「温暖化はたいした問題ではない」論
先日、磁場逆転に関する記事紹介のコメント を頂きました。それを読んでふと思ったことを。
現在おきつつある地球温暖化を「大したことではない」とする主張を見ることがあります。「気温が2℃や3℃上ったところで影響は少ない、寒冷化のほうが深刻だ」というものです。ネットの世界では特によく見かけます。
確かにそれはその通りと言ってもいいのです。少なくとも短期的には、寒冷化のほうが深刻な事態になる可能性は高いでしょう。かつて、日本や中国、ヨーロッパなど中緯度地域は特に、寒い時期になると食糧危機が頻発してきました(ここまでグローバル化が進んだ現在では、昔に比べると影響は緩和されるでしょうが)。
しかし、だからと言って温暖化してもいい、という話には全くならないのです。
温暖化を肥満に、寒冷化を飢餓に、それぞれ例えると非常に分かりやすくなります。すぐに生命が危険にさらされるのは飢餓でしょう。飢餓よりは肥満がマシ、まったくその通りです。
しかし、だからと言って肥満を放置していいわけではありません。言うまでもなく肥満は万病をもたらします。放置すればいずれ生命に関わります。
現在の地球には、寒冷化が近いうちに起きる可能性を示す事象はほとんどなく、今後も温暖化が進行していく可能性が非常に高いのです。そんな中で「寒冷化のほうが怖いから温暖化は気にしなくていい」と言うのは、肥満患者に「飢餓のほうが怖いから肥満は気にしなくていい」と言うのに等しいのです。
この「肥満のアナロジー」はいろいろ便利です。
・肥満はある程度までは目を背けることができます。地球温暖化も、ある程度までは目を背けることができます。どこまで目を背け続けるかは人によります。
・肥満は食事を抑えても即座には解消しません。温暖化も、温室効果ガスの排出を止めても即座には止まりません。どちらも、長期間に渡る地道な対策が必要です。
・現在、肥満に対し特効薬はありません。温暖化に対する特効薬もおそらく無いでしょう。
・いつの日か、肥満に対する特効薬ができるかもしれませんが、それを待って地道な努力をしないというのは良くありません。温暖化に対する特効薬(ジオエンジニアリング?)もいずれできるかもしれませんが、それを待っているのでは良くありません(これについてはいい記事があります。http://www.asahi.com/eco/TKY201005180095.html をご覧ください)。
・肥満を予防/治療するしないは個人の自由と言ってもまあいいですが、社会全体の医療費の増大などに繋がるので、医者はできるだけ多くの人に予防/治療してもらいたいところでしょう。気候変動も、どう思おうとも個人の自由と言っていいですが、社会全体の負担が増えていくことになるので、科学者はできるだけ多くの人に正しい理解をして欲しいところでしょう。
別の主張もあります。「火山噴火 、天体衝突 、磁場逆転 などを地球は経験してきた。これらが起きれば温暖化なんか言っている場合ではなくなる」というものです。
これも全くその通りです。これらの現象は、規模によっては(少なくとも短期的には)地球温暖化とは比べ物にならない被害が発生します。これらへの対策も確かに必要でしょう。
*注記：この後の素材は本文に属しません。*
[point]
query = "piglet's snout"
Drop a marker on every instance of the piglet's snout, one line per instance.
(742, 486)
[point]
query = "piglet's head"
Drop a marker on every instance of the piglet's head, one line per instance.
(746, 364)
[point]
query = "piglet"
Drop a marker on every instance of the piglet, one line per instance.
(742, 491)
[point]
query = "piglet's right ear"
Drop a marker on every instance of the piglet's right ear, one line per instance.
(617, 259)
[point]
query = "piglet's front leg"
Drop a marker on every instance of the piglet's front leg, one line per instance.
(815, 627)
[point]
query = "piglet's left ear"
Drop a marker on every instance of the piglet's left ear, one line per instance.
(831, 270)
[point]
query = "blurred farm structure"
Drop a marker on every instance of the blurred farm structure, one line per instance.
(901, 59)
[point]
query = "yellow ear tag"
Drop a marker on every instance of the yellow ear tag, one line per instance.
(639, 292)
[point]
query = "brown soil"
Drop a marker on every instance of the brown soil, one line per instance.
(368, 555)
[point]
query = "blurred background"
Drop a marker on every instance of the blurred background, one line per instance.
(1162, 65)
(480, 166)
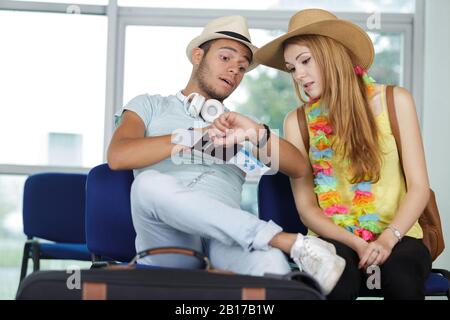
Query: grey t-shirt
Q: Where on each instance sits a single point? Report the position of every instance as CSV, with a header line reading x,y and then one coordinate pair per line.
x,y
164,115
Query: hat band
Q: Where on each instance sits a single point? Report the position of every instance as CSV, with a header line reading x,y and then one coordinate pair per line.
x,y
234,35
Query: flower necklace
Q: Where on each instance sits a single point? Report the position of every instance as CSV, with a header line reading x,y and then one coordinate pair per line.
x,y
361,218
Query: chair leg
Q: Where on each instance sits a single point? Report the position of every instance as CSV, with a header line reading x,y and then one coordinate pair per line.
x,y
36,256
26,256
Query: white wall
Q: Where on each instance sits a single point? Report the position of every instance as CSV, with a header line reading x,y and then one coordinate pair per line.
x,y
436,111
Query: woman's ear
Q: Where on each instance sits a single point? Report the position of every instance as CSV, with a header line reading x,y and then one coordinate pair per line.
x,y
197,55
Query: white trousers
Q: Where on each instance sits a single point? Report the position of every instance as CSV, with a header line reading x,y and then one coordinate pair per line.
x,y
167,213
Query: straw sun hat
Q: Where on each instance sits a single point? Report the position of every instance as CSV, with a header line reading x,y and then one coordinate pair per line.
x,y
320,22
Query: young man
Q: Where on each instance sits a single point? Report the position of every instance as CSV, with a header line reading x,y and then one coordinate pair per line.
x,y
197,205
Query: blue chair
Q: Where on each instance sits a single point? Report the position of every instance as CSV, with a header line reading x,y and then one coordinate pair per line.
x,y
276,203
110,234
53,210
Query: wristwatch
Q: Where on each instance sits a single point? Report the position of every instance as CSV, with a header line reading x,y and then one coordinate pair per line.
x,y
396,232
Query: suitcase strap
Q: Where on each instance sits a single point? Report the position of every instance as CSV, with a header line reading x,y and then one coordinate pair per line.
x,y
171,250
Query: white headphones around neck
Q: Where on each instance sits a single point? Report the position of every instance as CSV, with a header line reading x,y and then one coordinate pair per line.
x,y
196,105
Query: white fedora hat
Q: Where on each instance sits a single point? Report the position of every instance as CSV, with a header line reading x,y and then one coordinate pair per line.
x,y
230,27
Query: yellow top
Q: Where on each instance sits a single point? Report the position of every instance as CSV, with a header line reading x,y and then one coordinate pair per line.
x,y
390,190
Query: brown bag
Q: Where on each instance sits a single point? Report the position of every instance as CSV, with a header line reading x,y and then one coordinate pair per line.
x,y
429,220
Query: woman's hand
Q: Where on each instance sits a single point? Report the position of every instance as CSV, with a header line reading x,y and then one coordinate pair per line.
x,y
232,127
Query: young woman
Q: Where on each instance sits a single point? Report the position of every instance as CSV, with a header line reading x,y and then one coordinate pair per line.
x,y
356,195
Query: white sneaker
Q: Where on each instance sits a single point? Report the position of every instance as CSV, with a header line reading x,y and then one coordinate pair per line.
x,y
316,259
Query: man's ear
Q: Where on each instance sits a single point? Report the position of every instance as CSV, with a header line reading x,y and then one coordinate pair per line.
x,y
197,55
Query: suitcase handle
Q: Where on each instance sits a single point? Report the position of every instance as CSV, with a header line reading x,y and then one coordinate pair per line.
x,y
169,250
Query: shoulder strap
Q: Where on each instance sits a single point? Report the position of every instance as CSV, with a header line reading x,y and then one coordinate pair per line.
x,y
303,126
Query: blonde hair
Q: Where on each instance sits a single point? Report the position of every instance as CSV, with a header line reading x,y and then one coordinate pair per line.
x,y
345,97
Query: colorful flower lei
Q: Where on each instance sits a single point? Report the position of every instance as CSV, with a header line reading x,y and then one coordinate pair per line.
x,y
361,218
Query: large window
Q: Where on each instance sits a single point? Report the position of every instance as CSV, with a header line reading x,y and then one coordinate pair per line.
x,y
403,6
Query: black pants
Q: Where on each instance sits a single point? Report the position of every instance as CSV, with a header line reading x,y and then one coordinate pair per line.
x,y
402,276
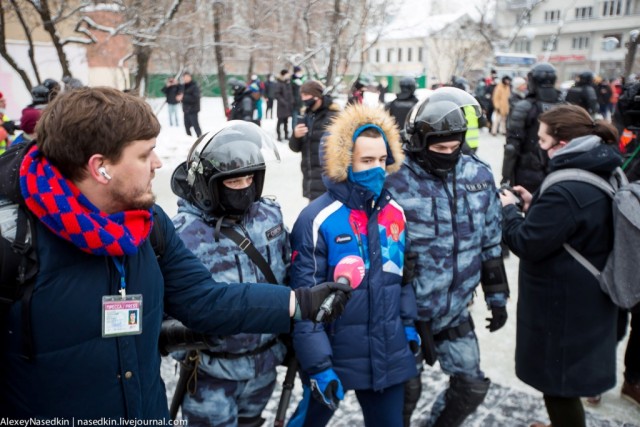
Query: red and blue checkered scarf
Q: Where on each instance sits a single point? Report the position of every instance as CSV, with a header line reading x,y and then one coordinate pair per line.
x,y
60,206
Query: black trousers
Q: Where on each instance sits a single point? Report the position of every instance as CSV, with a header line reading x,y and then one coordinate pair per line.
x,y
191,121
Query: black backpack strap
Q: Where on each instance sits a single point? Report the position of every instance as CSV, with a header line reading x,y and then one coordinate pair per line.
x,y
156,236
245,244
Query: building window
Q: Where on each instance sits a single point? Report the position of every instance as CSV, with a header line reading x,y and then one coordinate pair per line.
x,y
616,7
584,12
581,42
551,16
522,45
550,44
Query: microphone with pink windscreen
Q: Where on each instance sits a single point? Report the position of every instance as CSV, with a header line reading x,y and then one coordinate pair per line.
x,y
350,271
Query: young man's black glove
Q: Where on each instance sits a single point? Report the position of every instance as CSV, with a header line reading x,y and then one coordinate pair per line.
x,y
409,269
311,299
9,126
498,318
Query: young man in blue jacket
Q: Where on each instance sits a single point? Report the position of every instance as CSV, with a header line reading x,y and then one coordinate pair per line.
x,y
454,225
366,349
66,347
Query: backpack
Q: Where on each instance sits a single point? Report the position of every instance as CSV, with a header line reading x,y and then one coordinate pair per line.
x,y
619,278
18,254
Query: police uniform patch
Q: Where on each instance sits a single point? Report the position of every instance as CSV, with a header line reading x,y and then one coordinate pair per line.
x,y
343,238
274,232
477,186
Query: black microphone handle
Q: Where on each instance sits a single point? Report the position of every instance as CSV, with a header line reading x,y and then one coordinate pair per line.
x,y
326,307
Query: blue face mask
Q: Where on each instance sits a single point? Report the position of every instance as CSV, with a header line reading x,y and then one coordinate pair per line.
x,y
371,179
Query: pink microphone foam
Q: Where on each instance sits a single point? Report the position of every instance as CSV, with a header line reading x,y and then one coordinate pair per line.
x,y
350,268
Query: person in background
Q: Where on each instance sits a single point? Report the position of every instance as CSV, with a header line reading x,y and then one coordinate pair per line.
x,y
296,83
500,99
579,358
523,162
7,126
237,373
382,90
270,87
405,100
99,175
284,96
189,96
319,111
518,93
454,226
171,90
583,93
367,348
28,121
603,92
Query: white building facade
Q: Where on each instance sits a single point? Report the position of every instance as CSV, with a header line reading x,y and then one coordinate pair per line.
x,y
573,35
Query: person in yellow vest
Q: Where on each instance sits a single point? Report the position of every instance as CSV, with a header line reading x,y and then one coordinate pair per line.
x,y
472,137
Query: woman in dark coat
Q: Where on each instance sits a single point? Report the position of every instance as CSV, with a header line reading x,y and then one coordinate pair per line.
x,y
566,327
284,96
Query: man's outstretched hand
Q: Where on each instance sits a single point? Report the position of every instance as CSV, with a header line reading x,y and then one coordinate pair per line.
x,y
310,300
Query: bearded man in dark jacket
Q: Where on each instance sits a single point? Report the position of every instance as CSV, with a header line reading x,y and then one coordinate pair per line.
x,y
319,110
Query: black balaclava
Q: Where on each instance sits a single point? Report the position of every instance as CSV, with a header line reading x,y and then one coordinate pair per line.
x,y
440,164
236,202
しかし、これらの出来事は、現代科学ではいつ起きるのか予測がつきません。しかも、現代科学では有効な対策を打ち出すこともなかなかに難しく、例えば「トバ火山が来月噴火します! 」と分かっても、その対策を取るとなると、地球温暖化対策などより遥かに困難でしょう。
また、これらの出来事は過去に何度も起きているとはいえ、人間の視点からするとそう頻度の高いものではありません。地球の気候を一変させる規模の噴火や磁場の逆転などは、数万年~数十万年に1度といったところでしょう。気候に影響を与える規模の天体衝突に至っては、数千万年などの単位ではないでしょうか。
例えるなら、これらは交通事故に相当すると言ってもいいでしょう。確かに交通事故にあえば、肥満がどうとか言っていられなくなります。 しかし、「交通事故にあえば肥満とか言っていられないから、肥満は気にしなくていい」などとなるわけはありません。火山の噴火を持ち出して温暖化を気にしなくていいと主張するのは、これに類する主張だと言っていいでしょう。
結局は、「温暖化なんかよりもっと重要な問題がある」という一連の主張は、「それはその通りと言ってもいいのだが、他に重要な問題があることは、温暖化問題が重要でないことを示すものではない」という答えに集約されるで.しょう。